Deux décennies, deux comètes

Le Mudam présente deux expositions reflétant deux décennies, deux périodes de l’émergence de la société de l’information et de ses dérives. Une première présente les travaux poursuivis par Peter Halley dans les années 80 pour décrire les contradictions entre isolement et connectivité. La seconde, avec Michel Majerus, rappelle l’omniprésence des signes et logos dans le champ visuel. 

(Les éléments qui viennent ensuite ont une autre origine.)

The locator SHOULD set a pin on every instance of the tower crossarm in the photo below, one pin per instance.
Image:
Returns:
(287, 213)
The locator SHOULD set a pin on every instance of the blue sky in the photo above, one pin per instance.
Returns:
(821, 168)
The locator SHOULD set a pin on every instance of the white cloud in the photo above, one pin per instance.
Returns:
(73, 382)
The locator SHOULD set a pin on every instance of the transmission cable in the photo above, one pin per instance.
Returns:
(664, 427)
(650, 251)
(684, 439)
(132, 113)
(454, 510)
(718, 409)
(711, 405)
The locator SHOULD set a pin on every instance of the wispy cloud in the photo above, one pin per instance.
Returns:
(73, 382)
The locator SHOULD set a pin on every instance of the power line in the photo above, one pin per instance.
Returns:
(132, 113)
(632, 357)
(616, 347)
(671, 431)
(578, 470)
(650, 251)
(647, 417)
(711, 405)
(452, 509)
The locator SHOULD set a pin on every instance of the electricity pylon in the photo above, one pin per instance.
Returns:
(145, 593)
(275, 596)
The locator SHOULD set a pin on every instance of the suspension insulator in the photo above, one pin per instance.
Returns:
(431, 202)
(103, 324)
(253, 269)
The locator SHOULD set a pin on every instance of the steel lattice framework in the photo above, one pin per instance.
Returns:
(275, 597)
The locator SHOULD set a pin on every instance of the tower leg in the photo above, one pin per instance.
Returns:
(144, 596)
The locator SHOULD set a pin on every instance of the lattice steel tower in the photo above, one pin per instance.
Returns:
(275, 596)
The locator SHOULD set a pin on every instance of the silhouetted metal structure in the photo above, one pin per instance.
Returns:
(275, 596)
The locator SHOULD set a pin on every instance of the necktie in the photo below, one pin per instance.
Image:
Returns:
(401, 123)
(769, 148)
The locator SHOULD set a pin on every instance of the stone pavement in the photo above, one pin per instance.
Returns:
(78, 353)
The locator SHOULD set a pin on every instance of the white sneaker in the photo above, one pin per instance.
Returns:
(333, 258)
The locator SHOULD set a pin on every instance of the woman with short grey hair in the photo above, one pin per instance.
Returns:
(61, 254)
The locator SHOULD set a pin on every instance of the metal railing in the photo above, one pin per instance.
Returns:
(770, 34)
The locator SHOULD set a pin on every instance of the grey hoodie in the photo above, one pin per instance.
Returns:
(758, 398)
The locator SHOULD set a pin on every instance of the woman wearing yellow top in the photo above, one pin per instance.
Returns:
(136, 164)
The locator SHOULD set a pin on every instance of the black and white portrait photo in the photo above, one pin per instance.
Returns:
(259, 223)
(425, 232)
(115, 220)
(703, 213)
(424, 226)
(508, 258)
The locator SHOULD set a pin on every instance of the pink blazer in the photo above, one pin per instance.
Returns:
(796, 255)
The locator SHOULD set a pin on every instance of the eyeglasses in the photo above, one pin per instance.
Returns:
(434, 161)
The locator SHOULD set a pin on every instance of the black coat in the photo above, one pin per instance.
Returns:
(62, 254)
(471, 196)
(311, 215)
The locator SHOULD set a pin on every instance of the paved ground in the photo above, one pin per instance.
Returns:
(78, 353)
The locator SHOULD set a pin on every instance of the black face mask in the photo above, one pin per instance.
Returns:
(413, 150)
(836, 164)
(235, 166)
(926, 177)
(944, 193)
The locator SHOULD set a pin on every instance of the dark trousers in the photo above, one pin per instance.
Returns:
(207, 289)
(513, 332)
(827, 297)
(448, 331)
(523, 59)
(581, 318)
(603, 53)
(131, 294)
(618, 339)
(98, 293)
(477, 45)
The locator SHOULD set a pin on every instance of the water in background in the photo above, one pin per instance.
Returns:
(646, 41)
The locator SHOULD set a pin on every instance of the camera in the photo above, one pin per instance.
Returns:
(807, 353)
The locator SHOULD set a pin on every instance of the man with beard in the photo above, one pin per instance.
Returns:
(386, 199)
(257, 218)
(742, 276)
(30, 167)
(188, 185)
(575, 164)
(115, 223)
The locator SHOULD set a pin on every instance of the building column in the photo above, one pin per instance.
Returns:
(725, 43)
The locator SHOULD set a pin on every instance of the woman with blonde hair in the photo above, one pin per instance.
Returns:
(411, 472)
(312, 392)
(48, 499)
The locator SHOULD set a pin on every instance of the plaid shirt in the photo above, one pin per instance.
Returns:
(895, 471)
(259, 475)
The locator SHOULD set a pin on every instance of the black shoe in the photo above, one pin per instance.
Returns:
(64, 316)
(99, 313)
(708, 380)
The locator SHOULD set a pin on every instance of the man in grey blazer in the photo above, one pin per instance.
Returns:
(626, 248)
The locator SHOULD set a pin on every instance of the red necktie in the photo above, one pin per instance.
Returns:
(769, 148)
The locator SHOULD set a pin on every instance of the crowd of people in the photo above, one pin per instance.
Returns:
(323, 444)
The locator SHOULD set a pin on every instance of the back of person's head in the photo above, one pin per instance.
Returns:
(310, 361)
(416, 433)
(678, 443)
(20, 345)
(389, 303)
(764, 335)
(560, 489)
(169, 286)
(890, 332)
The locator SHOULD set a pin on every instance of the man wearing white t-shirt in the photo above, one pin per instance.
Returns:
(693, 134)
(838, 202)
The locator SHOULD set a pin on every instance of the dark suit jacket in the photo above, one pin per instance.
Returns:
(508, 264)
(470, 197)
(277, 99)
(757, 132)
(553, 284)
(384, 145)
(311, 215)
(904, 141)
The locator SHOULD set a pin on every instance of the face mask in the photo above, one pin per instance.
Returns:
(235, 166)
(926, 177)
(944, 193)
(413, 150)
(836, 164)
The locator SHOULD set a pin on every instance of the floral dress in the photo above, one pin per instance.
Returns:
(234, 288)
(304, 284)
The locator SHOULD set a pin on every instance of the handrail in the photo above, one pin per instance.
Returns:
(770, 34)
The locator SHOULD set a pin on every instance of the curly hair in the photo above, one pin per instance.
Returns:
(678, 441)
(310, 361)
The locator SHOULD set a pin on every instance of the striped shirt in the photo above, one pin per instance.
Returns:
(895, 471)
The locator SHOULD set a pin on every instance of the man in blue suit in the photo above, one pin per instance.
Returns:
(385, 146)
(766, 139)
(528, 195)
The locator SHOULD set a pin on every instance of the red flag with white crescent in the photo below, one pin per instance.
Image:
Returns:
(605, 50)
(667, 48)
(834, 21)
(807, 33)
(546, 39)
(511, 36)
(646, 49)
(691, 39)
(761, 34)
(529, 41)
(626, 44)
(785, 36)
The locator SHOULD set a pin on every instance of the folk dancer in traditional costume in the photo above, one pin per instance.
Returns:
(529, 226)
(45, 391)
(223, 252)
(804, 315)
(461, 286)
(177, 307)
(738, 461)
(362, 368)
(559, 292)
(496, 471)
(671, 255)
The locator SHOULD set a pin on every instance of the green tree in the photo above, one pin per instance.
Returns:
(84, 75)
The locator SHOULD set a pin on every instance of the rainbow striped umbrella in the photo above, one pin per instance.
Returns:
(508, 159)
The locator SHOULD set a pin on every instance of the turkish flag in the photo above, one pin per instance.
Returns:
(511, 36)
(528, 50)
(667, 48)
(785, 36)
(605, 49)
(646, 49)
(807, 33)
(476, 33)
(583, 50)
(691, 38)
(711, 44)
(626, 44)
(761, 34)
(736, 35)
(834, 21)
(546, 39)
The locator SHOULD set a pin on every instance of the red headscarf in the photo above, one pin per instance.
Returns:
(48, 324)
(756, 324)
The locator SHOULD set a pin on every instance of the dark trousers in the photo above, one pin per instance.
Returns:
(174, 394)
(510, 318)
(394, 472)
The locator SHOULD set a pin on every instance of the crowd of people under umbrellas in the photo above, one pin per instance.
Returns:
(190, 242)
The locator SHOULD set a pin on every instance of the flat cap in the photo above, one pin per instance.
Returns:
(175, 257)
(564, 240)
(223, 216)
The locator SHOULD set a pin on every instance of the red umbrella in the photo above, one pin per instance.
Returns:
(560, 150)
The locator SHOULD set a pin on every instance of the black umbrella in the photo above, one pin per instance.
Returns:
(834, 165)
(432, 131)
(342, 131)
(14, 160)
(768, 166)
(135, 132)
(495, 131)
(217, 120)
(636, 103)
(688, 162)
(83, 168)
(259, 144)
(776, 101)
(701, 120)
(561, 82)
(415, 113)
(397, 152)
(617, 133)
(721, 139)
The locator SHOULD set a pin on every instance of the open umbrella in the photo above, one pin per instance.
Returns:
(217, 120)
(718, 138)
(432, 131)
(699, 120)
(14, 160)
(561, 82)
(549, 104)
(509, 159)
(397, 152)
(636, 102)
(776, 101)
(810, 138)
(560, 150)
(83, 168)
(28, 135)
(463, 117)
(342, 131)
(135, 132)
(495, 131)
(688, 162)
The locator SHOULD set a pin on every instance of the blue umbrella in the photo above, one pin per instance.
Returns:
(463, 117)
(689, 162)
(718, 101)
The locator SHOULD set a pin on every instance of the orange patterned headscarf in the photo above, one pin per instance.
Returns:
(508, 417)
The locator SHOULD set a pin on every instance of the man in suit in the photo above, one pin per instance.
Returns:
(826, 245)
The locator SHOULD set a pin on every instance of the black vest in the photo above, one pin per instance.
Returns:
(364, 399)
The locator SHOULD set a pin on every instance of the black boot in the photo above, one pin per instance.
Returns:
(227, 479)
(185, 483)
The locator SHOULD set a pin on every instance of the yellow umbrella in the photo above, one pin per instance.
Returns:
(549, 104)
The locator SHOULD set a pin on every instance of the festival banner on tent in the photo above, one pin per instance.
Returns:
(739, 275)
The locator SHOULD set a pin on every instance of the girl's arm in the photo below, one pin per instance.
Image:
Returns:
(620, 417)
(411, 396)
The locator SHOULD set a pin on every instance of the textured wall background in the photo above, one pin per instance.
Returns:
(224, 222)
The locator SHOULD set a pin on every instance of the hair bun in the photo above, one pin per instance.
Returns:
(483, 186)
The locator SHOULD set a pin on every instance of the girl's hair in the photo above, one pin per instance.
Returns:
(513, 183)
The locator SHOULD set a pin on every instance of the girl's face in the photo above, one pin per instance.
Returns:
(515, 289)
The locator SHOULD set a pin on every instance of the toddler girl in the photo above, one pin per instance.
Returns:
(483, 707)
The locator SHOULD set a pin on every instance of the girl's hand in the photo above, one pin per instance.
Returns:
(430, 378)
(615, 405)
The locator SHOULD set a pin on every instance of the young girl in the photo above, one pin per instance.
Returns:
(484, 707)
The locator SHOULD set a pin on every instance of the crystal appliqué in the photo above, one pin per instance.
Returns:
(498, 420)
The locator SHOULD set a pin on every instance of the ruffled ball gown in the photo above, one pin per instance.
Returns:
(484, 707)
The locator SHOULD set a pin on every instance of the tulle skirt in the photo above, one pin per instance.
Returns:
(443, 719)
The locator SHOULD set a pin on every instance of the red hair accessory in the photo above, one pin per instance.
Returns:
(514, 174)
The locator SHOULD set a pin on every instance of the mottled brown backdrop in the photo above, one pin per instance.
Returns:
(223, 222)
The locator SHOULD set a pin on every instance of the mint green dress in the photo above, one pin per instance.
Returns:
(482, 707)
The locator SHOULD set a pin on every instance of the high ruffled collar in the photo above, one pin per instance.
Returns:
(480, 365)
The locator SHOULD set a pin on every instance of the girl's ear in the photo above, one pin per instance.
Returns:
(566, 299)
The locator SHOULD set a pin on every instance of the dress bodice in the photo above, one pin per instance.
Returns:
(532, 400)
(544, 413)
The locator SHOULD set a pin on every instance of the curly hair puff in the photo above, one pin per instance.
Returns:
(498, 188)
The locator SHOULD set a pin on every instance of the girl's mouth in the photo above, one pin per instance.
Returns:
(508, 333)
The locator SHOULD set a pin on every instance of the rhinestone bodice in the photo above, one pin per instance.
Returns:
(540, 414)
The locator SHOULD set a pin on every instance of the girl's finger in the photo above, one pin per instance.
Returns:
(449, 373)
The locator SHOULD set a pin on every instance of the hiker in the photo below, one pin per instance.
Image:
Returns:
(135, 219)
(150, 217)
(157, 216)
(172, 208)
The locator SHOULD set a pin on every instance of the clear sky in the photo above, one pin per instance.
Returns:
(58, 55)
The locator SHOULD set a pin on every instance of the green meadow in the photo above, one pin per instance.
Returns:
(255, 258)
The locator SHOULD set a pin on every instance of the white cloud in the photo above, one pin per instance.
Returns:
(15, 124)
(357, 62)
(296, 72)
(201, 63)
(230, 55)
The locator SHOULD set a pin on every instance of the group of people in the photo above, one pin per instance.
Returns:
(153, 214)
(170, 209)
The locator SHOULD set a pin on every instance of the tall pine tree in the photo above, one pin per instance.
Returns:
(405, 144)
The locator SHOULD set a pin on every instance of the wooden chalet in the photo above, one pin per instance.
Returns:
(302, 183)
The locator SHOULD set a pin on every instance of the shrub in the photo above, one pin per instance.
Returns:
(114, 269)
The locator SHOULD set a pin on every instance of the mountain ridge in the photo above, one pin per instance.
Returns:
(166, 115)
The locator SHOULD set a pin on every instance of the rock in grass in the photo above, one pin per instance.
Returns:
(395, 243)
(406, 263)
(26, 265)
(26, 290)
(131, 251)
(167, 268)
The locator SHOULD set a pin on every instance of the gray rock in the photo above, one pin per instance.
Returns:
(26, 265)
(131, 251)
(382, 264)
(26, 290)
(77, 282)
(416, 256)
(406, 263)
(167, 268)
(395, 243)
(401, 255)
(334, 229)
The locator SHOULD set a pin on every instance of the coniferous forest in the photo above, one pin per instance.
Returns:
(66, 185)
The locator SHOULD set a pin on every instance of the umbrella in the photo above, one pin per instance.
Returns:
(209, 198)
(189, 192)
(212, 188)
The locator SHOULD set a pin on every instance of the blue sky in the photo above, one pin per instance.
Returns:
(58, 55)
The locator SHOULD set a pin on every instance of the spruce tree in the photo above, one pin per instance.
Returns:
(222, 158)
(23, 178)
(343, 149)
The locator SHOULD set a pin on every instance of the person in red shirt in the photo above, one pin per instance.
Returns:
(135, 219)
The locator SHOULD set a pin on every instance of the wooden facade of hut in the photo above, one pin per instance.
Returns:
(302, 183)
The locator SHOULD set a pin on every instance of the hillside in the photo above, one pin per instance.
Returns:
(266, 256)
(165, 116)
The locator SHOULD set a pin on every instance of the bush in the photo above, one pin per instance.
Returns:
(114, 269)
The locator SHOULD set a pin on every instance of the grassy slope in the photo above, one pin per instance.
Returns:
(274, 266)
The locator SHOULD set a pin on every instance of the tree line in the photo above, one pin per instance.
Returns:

A droite, un pan de l’œuvre „Sinnmaschine“, et à gauche, „l’atelier“ de Michel Majerus

A droite, un pan de l’œuvre „Sinnmaschine“, et à gauche, „l’atelier“ de Michel Majerus Photo: Editpress/Alain Rischard

Pour rendre à son tour hommage à l’artiste luxembourgeois dans le cadre du projet allemand „Michel Majerus 2022“, le Mudam s’est ni plus ni moins qu’offert – avec le soutien précieux de son „Cercle des collectionneurs“, dont Norbert Becker et Patrick Majerus – „Sinnmaschine“. Cette œuvre constitue la pièce principale de l’exposition-hommage à laquelle elle donne son nom. C’est une œuvre en trois dimensions, défiant les espaces d’expositions, comme les affectionnait particulièrement Michel Majerus. Nommée en référence à l’album The Man-Machine (1978) de Kraftwerk, l’installation est composée d’un plancher industriel métallique, qui rappelle une piste de danse, et d’une paroi anguleuse sur laquelle Michel Majerus recourt au sampling, transposé de la scène techno de Berlin, pour associer diverses images de la vie quotidienne des années 90. Ces dernières sont issues de l’informatique, de la bande dessinée ou de la publicité et entrent en dialogue avec l’histoire de l’art.